EDIT: Also, cpu usage by cgminer seems to have greatly increased. I noticed these things with two machines running Windows 7.
I wanted to post the same observation. I've been upgrading every few releases and had been on 3.8-3.9 for a long time with a few BFL units. In 3.9 the CPU usually averages around 15%-16%. Going to 4.0.1 the CPU usage slowly increases and levels off at ~35%.
Ubuntu 12.04.4 x64, 3.11 kernel, gcc 4.6.3
CFLAGS="-O2 -Wall -march=native" ./configure --enable-bflsc
Yes that's almost certainly the queue increasing in size automatically, which I will likely remove next version.

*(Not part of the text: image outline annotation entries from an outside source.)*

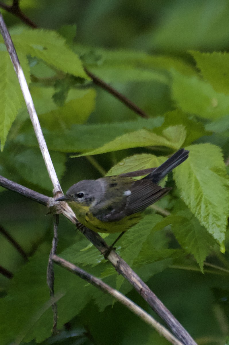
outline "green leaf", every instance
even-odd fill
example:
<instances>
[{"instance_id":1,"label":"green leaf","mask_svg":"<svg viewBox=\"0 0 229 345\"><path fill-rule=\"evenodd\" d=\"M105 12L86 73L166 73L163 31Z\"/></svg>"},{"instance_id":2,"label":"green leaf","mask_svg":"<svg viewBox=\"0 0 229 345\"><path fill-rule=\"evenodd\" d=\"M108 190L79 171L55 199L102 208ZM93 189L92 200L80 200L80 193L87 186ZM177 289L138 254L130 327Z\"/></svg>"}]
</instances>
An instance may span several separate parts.
<instances>
[{"instance_id":1,"label":"green leaf","mask_svg":"<svg viewBox=\"0 0 229 345\"><path fill-rule=\"evenodd\" d=\"M189 52L197 62L204 78L218 92L229 93L229 54L221 52Z\"/></svg>"},{"instance_id":2,"label":"green leaf","mask_svg":"<svg viewBox=\"0 0 229 345\"><path fill-rule=\"evenodd\" d=\"M192 213L221 244L229 213L228 178L222 153L209 144L187 148L188 158L174 171L176 184Z\"/></svg>"},{"instance_id":3,"label":"green leaf","mask_svg":"<svg viewBox=\"0 0 229 345\"><path fill-rule=\"evenodd\" d=\"M179 243L186 252L192 254L204 273L204 262L215 244L213 237L197 218L187 211L168 217L170 219L172 230ZM184 215L184 216L183 216Z\"/></svg>"},{"instance_id":4,"label":"green leaf","mask_svg":"<svg viewBox=\"0 0 229 345\"><path fill-rule=\"evenodd\" d=\"M88 244L87 240L84 239L70 246L61 253L61 257L75 265L83 266L91 265L94 266L104 260L103 256L98 249L93 246L85 250Z\"/></svg>"},{"instance_id":5,"label":"green leaf","mask_svg":"<svg viewBox=\"0 0 229 345\"><path fill-rule=\"evenodd\" d=\"M54 31L24 29L19 34L12 34L12 38L17 51L41 59L66 73L89 79L77 56Z\"/></svg>"},{"instance_id":6,"label":"green leaf","mask_svg":"<svg viewBox=\"0 0 229 345\"><path fill-rule=\"evenodd\" d=\"M161 116L136 121L96 125L73 126L71 130L62 129L53 131L44 130L49 148L62 152L82 152L92 150L124 133L144 128L153 129L160 126L164 119ZM44 124L44 126L45 124ZM83 138L84 140L82 140ZM29 146L37 146L37 140L33 130L25 130L15 138L17 142Z\"/></svg>"},{"instance_id":7,"label":"green leaf","mask_svg":"<svg viewBox=\"0 0 229 345\"><path fill-rule=\"evenodd\" d=\"M154 155L142 154L124 158L110 169L107 176L119 175L136 170L142 170L159 166L166 160L165 157L157 157Z\"/></svg>"},{"instance_id":8,"label":"green leaf","mask_svg":"<svg viewBox=\"0 0 229 345\"><path fill-rule=\"evenodd\" d=\"M119 255L131 267L135 259L137 257L148 236L162 218L162 216L159 215L145 216L124 235ZM116 287L117 290L120 289L124 279L122 276L117 277Z\"/></svg>"},{"instance_id":9,"label":"green leaf","mask_svg":"<svg viewBox=\"0 0 229 345\"><path fill-rule=\"evenodd\" d=\"M94 110L95 98L93 89L72 90L64 105L39 117L41 126L53 132L83 123Z\"/></svg>"},{"instance_id":10,"label":"green leaf","mask_svg":"<svg viewBox=\"0 0 229 345\"><path fill-rule=\"evenodd\" d=\"M15 275L8 296L0 300L0 319L5 320L0 324L2 345L20 337L26 342L34 338L39 343L51 336L53 316L46 283L48 261L48 254L35 255ZM58 327L61 328L85 307L94 288L62 268L55 266L55 293L63 296L58 302ZM46 310L47 303L50 307Z\"/></svg>"},{"instance_id":11,"label":"green leaf","mask_svg":"<svg viewBox=\"0 0 229 345\"><path fill-rule=\"evenodd\" d=\"M190 49L225 49L229 16L227 2L173 2L160 11L161 16L157 29L154 23L152 30L148 29L148 36L143 38L148 49L152 47L156 50L179 54ZM139 39L143 40L141 37Z\"/></svg>"},{"instance_id":12,"label":"green leaf","mask_svg":"<svg viewBox=\"0 0 229 345\"><path fill-rule=\"evenodd\" d=\"M217 92L195 76L172 71L173 97L183 111L206 119L215 119L229 111L229 96Z\"/></svg>"},{"instance_id":13,"label":"green leaf","mask_svg":"<svg viewBox=\"0 0 229 345\"><path fill-rule=\"evenodd\" d=\"M0 51L0 139L2 151L9 131L23 101L21 89L7 52Z\"/></svg>"},{"instance_id":14,"label":"green leaf","mask_svg":"<svg viewBox=\"0 0 229 345\"><path fill-rule=\"evenodd\" d=\"M67 44L71 44L75 37L76 26L75 24L62 25L58 30L58 32L65 39Z\"/></svg>"},{"instance_id":15,"label":"green leaf","mask_svg":"<svg viewBox=\"0 0 229 345\"><path fill-rule=\"evenodd\" d=\"M111 50L92 48L80 45L77 45L75 49L90 70L104 78L107 82L121 80L120 78L123 78L122 73L120 76L114 73L115 71L117 75L121 70L126 80L127 77L130 80L137 77L139 80L141 78L143 80L146 78L146 80L157 79L166 83L168 80L168 75L165 72L169 71L171 68L188 76L196 74L192 66L177 57L150 55L143 52L123 49ZM131 70L133 76L130 73ZM141 73L143 77L141 77Z\"/></svg>"},{"instance_id":16,"label":"green leaf","mask_svg":"<svg viewBox=\"0 0 229 345\"><path fill-rule=\"evenodd\" d=\"M149 70L144 70L143 68L132 67L128 65L123 66L123 64L120 64L118 66L113 65L110 68L104 66L91 67L90 71L107 83L114 81L120 82L150 81L156 80L161 83L169 83L168 77L162 73Z\"/></svg>"},{"instance_id":17,"label":"green leaf","mask_svg":"<svg viewBox=\"0 0 229 345\"><path fill-rule=\"evenodd\" d=\"M96 150L74 157L98 155L133 147L162 146L176 150L179 148L185 138L186 131L182 125L173 126L163 131L164 136L157 135L145 129L124 134Z\"/></svg>"},{"instance_id":18,"label":"green leaf","mask_svg":"<svg viewBox=\"0 0 229 345\"><path fill-rule=\"evenodd\" d=\"M178 125L184 126L187 132L185 140L183 144L184 146L190 145L204 136L211 134L207 131L206 126L205 129L202 123L198 121L194 117L189 116L179 109L166 113L164 123L156 129L155 132L160 134L162 130L169 126Z\"/></svg>"}]
</instances>

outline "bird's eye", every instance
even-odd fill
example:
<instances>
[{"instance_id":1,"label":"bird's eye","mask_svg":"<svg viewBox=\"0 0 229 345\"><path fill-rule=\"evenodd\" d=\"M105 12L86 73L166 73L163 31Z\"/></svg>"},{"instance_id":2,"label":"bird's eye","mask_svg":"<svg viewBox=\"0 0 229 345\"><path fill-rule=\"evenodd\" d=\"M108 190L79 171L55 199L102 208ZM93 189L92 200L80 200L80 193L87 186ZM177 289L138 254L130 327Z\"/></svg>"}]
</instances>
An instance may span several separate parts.
<instances>
[{"instance_id":1,"label":"bird's eye","mask_svg":"<svg viewBox=\"0 0 229 345\"><path fill-rule=\"evenodd\" d=\"M83 198L84 196L84 194L82 192L80 192L80 193L78 193L76 194L76 196L79 199L82 199L82 198Z\"/></svg>"}]
</instances>

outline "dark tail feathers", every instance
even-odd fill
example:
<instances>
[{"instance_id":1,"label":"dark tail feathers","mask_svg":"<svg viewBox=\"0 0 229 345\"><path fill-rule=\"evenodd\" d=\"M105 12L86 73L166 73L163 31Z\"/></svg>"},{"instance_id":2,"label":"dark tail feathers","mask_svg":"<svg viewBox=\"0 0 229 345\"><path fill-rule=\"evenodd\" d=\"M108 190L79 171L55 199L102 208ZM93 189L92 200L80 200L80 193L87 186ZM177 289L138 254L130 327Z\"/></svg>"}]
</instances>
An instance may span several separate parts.
<instances>
[{"instance_id":1,"label":"dark tail feathers","mask_svg":"<svg viewBox=\"0 0 229 345\"><path fill-rule=\"evenodd\" d=\"M189 151L184 149L180 149L171 156L168 159L156 168L144 178L151 179L154 183L157 183L162 180L167 174L171 171L174 168L184 162L188 157Z\"/></svg>"}]
</instances>

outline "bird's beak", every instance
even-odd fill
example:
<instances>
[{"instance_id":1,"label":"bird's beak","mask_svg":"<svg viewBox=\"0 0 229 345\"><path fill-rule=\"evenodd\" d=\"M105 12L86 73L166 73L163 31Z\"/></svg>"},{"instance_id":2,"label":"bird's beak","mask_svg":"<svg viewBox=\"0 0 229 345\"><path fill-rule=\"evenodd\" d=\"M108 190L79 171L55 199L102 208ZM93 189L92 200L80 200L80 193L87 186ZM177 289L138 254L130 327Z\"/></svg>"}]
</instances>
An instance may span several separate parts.
<instances>
[{"instance_id":1,"label":"bird's beak","mask_svg":"<svg viewBox=\"0 0 229 345\"><path fill-rule=\"evenodd\" d=\"M61 198L58 198L58 199L56 199L56 201L65 201L67 200L69 200L69 198L66 195L64 195L63 196L62 196Z\"/></svg>"}]
</instances>

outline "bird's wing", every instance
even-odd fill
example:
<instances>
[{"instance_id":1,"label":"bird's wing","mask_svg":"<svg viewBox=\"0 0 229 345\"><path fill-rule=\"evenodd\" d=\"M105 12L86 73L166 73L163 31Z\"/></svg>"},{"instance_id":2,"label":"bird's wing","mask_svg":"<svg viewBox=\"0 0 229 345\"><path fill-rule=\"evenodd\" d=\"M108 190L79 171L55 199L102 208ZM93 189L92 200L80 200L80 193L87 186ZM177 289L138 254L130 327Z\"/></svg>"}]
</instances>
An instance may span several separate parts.
<instances>
[{"instance_id":1,"label":"bird's wing","mask_svg":"<svg viewBox=\"0 0 229 345\"><path fill-rule=\"evenodd\" d=\"M127 215L143 211L167 194L171 188L162 188L150 180L134 182L130 188L131 194L126 200L125 212Z\"/></svg>"},{"instance_id":2,"label":"bird's wing","mask_svg":"<svg viewBox=\"0 0 229 345\"><path fill-rule=\"evenodd\" d=\"M162 188L149 180L132 181L127 189L122 188L121 195L115 197L113 195L110 198L107 196L104 201L91 207L90 210L93 215L102 221L120 220L127 216L143 211L171 189Z\"/></svg>"}]
</instances>

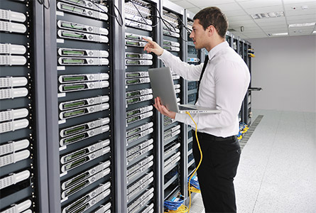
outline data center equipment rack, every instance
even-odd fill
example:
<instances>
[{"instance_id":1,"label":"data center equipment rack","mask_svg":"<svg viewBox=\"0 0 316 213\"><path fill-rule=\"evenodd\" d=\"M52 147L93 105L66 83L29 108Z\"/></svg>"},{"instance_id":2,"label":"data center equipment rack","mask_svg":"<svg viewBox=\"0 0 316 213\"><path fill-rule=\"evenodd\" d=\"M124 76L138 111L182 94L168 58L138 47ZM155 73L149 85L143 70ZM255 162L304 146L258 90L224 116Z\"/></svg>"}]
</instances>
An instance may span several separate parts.
<instances>
[{"instance_id":1,"label":"data center equipment rack","mask_svg":"<svg viewBox=\"0 0 316 213\"><path fill-rule=\"evenodd\" d=\"M158 1L125 1L124 16L126 128L124 131L125 191L123 212L157 212L159 191L159 119L154 110L148 70L156 55L143 50L146 38L158 40ZM125 200L126 197L126 200Z\"/></svg>"},{"instance_id":2,"label":"data center equipment rack","mask_svg":"<svg viewBox=\"0 0 316 213\"><path fill-rule=\"evenodd\" d=\"M45 131L45 121L39 119L45 114L40 104L44 97L43 32L37 27L43 22L43 6L34 3L0 2L0 212L3 213L48 209L40 205L48 202L45 137L40 133Z\"/></svg>"},{"instance_id":3,"label":"data center equipment rack","mask_svg":"<svg viewBox=\"0 0 316 213\"><path fill-rule=\"evenodd\" d=\"M185 31L187 33L187 38L185 38L186 42L186 53L187 53L187 62L189 64L192 65L200 65L201 62L204 62L204 54L201 50L195 49L195 46L193 43L193 40L190 38L190 33L192 31L192 28L193 26L193 17L195 16L194 13L190 11L185 10L186 14L186 26L187 28L187 31ZM197 101L197 85L198 82L197 81L185 81L187 86L187 95L186 95L186 104L195 104ZM192 145L193 145L193 137L195 136L194 131L195 129L195 126L190 126L190 125L187 125L187 135L185 136L186 138L186 148L187 148L187 161L185 163L185 168L187 168L185 175L187 178L189 178L192 175L194 170L196 168L195 162L193 158L192 153ZM185 194L185 196L188 196L188 193ZM188 204L189 200L187 200L187 204Z\"/></svg>"},{"instance_id":4,"label":"data center equipment rack","mask_svg":"<svg viewBox=\"0 0 316 213\"><path fill-rule=\"evenodd\" d=\"M163 1L163 48L185 60L185 38L186 31L185 10L169 1ZM172 72L172 70L171 70ZM178 102L185 103L186 86L179 75L173 73ZM185 195L186 187L186 126L174 122L167 116L162 119L162 143L163 144L163 200L170 200L178 193ZM176 197L176 196L175 196Z\"/></svg>"},{"instance_id":5,"label":"data center equipment rack","mask_svg":"<svg viewBox=\"0 0 316 213\"><path fill-rule=\"evenodd\" d=\"M251 75L251 57L249 52L251 51L251 44L246 40L243 40L243 58L249 69L250 75ZM251 87L251 81L250 81L249 88ZM251 124L251 89L248 89L244 100L244 116L243 122L249 126Z\"/></svg>"},{"instance_id":6,"label":"data center equipment rack","mask_svg":"<svg viewBox=\"0 0 316 213\"><path fill-rule=\"evenodd\" d=\"M115 211L109 4L50 1L45 11L50 212Z\"/></svg>"}]
</instances>

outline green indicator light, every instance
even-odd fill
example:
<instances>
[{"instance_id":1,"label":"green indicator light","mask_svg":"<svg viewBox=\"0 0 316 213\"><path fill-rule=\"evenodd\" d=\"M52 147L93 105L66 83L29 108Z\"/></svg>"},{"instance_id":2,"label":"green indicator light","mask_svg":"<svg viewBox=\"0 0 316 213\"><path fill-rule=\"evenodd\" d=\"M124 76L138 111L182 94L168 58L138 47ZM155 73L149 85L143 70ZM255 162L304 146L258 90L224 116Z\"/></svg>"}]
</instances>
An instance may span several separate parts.
<instances>
[{"instance_id":1,"label":"green indicator light","mask_svg":"<svg viewBox=\"0 0 316 213\"><path fill-rule=\"evenodd\" d=\"M83 64L85 63L84 59L72 59L72 58L63 58L62 62L65 64Z\"/></svg>"},{"instance_id":2,"label":"green indicator light","mask_svg":"<svg viewBox=\"0 0 316 213\"><path fill-rule=\"evenodd\" d=\"M127 54L126 54L126 58L139 58L139 55L138 55L138 54L129 54L129 53L127 53Z\"/></svg>"},{"instance_id":3,"label":"green indicator light","mask_svg":"<svg viewBox=\"0 0 316 213\"><path fill-rule=\"evenodd\" d=\"M141 131L141 129L134 129L133 131L129 131L127 133L127 136L129 137L129 136L132 136L132 135L134 135L134 134L135 134L136 133L138 133L140 131Z\"/></svg>"},{"instance_id":4,"label":"green indicator light","mask_svg":"<svg viewBox=\"0 0 316 213\"><path fill-rule=\"evenodd\" d=\"M128 60L126 62L128 65L138 65L138 64L139 64L139 62L137 60Z\"/></svg>"},{"instance_id":5,"label":"green indicator light","mask_svg":"<svg viewBox=\"0 0 316 213\"><path fill-rule=\"evenodd\" d=\"M78 156L82 155L84 155L85 153L86 153L86 150L83 150L83 151L75 153L73 153L73 154L72 154L70 155L66 156L65 158L65 162L67 162L67 161L69 161L69 160L72 160L73 158L76 158Z\"/></svg>"},{"instance_id":6,"label":"green indicator light","mask_svg":"<svg viewBox=\"0 0 316 213\"><path fill-rule=\"evenodd\" d=\"M65 82L82 81L85 79L85 76L62 77L62 80Z\"/></svg>"},{"instance_id":7,"label":"green indicator light","mask_svg":"<svg viewBox=\"0 0 316 213\"><path fill-rule=\"evenodd\" d=\"M77 182L78 181L85 179L87 176L89 176L88 173L81 175L80 176L77 177L76 178L72 180L71 181L67 182L65 185L66 186L66 187L68 187L74 185L75 183Z\"/></svg>"},{"instance_id":8,"label":"green indicator light","mask_svg":"<svg viewBox=\"0 0 316 213\"><path fill-rule=\"evenodd\" d=\"M138 102L138 101L139 101L139 98L134 98L134 99L128 99L127 100L127 104L132 104L132 103Z\"/></svg>"},{"instance_id":9,"label":"green indicator light","mask_svg":"<svg viewBox=\"0 0 316 213\"><path fill-rule=\"evenodd\" d=\"M139 39L139 36L134 36L134 35L127 35L126 36L127 38L134 38L134 39Z\"/></svg>"},{"instance_id":10,"label":"green indicator light","mask_svg":"<svg viewBox=\"0 0 316 213\"><path fill-rule=\"evenodd\" d=\"M136 117L134 117L134 118L129 119L127 120L127 123L129 124L129 123L131 123L131 122L133 122L133 121L136 121L138 119L139 119L139 116L136 116Z\"/></svg>"},{"instance_id":11,"label":"green indicator light","mask_svg":"<svg viewBox=\"0 0 316 213\"><path fill-rule=\"evenodd\" d=\"M140 77L139 73L128 73L126 74L127 77Z\"/></svg>"},{"instance_id":12,"label":"green indicator light","mask_svg":"<svg viewBox=\"0 0 316 213\"><path fill-rule=\"evenodd\" d=\"M86 185L86 182L84 182L78 185L77 186L73 187L70 190L67 191L65 194L67 195L67 196L72 195L72 194L75 193L75 192L78 191L79 190L83 188L85 185Z\"/></svg>"},{"instance_id":13,"label":"green indicator light","mask_svg":"<svg viewBox=\"0 0 316 213\"><path fill-rule=\"evenodd\" d=\"M80 51L80 50L62 50L62 55L85 55L85 51Z\"/></svg>"},{"instance_id":14,"label":"green indicator light","mask_svg":"<svg viewBox=\"0 0 316 213\"><path fill-rule=\"evenodd\" d=\"M131 116L132 115L136 114L138 113L141 113L141 111L139 110L134 110L132 111L129 111L126 113L126 116Z\"/></svg>"},{"instance_id":15,"label":"green indicator light","mask_svg":"<svg viewBox=\"0 0 316 213\"><path fill-rule=\"evenodd\" d=\"M77 102L62 104L62 107L63 109L68 109L71 107L75 107L84 105L85 105L85 102Z\"/></svg>"},{"instance_id":16,"label":"green indicator light","mask_svg":"<svg viewBox=\"0 0 316 213\"><path fill-rule=\"evenodd\" d=\"M82 26L78 25L77 23L70 23L62 22L62 26L63 26L64 28L77 29L77 30L81 30L81 31L82 31L84 29L84 27L82 27Z\"/></svg>"},{"instance_id":17,"label":"green indicator light","mask_svg":"<svg viewBox=\"0 0 316 213\"><path fill-rule=\"evenodd\" d=\"M75 38L83 38L85 37L83 34L70 33L70 32L62 32L62 36L65 37Z\"/></svg>"},{"instance_id":18,"label":"green indicator light","mask_svg":"<svg viewBox=\"0 0 316 213\"><path fill-rule=\"evenodd\" d=\"M72 89L85 89L85 85L70 85L70 86L63 86L62 88L65 91L67 90L72 90Z\"/></svg>"},{"instance_id":19,"label":"green indicator light","mask_svg":"<svg viewBox=\"0 0 316 213\"><path fill-rule=\"evenodd\" d=\"M85 138L85 134L81 134L81 135L79 135L79 136L65 140L65 144L67 145L68 143L75 142L76 141L80 141ZM69 165L67 166L69 166Z\"/></svg>"},{"instance_id":20,"label":"green indicator light","mask_svg":"<svg viewBox=\"0 0 316 213\"><path fill-rule=\"evenodd\" d=\"M136 84L138 82L138 80L127 80L126 83L127 84Z\"/></svg>"},{"instance_id":21,"label":"green indicator light","mask_svg":"<svg viewBox=\"0 0 316 213\"><path fill-rule=\"evenodd\" d=\"M78 132L78 131L82 131L85 130L85 129L86 129L85 126L78 126L78 127L76 127L76 128L74 128L74 129L66 130L65 131L65 134L66 136L67 135L70 135L71 133L76 133L76 132Z\"/></svg>"},{"instance_id":22,"label":"green indicator light","mask_svg":"<svg viewBox=\"0 0 316 213\"><path fill-rule=\"evenodd\" d=\"M131 45L139 45L139 42L126 40L126 44Z\"/></svg>"}]
</instances>

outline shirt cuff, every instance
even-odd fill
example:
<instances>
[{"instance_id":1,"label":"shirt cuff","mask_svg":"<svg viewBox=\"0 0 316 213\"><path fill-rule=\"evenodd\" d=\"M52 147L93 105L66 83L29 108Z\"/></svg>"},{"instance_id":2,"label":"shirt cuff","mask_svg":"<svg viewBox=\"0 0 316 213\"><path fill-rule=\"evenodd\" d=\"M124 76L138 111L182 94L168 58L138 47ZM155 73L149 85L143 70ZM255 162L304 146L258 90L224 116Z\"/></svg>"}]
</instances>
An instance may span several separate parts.
<instances>
[{"instance_id":1,"label":"shirt cuff","mask_svg":"<svg viewBox=\"0 0 316 213\"><path fill-rule=\"evenodd\" d=\"M185 121L187 119L187 115L186 114L176 113L175 116L175 121L186 124Z\"/></svg>"}]
</instances>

Probably CPU increase is due to define LOCK_TRACKING 1
Or at least disabling it is reducing CPU usage for me

In 3.8-3.9 it was disabled if i remember correctly
@@ -690,7 +711,7 @@
* So, e.g. use it to track down a deadlock - after a reproducable deadlock occurs
* ... Of course if the API code itself deadlocks, it wont help

*/
-#define LOCK_TRACKING 1
+#define LOCK_TRACKING 0
Crap, good pickup. I must have enabled it by mistake during debugging and it ended up in one of my commits.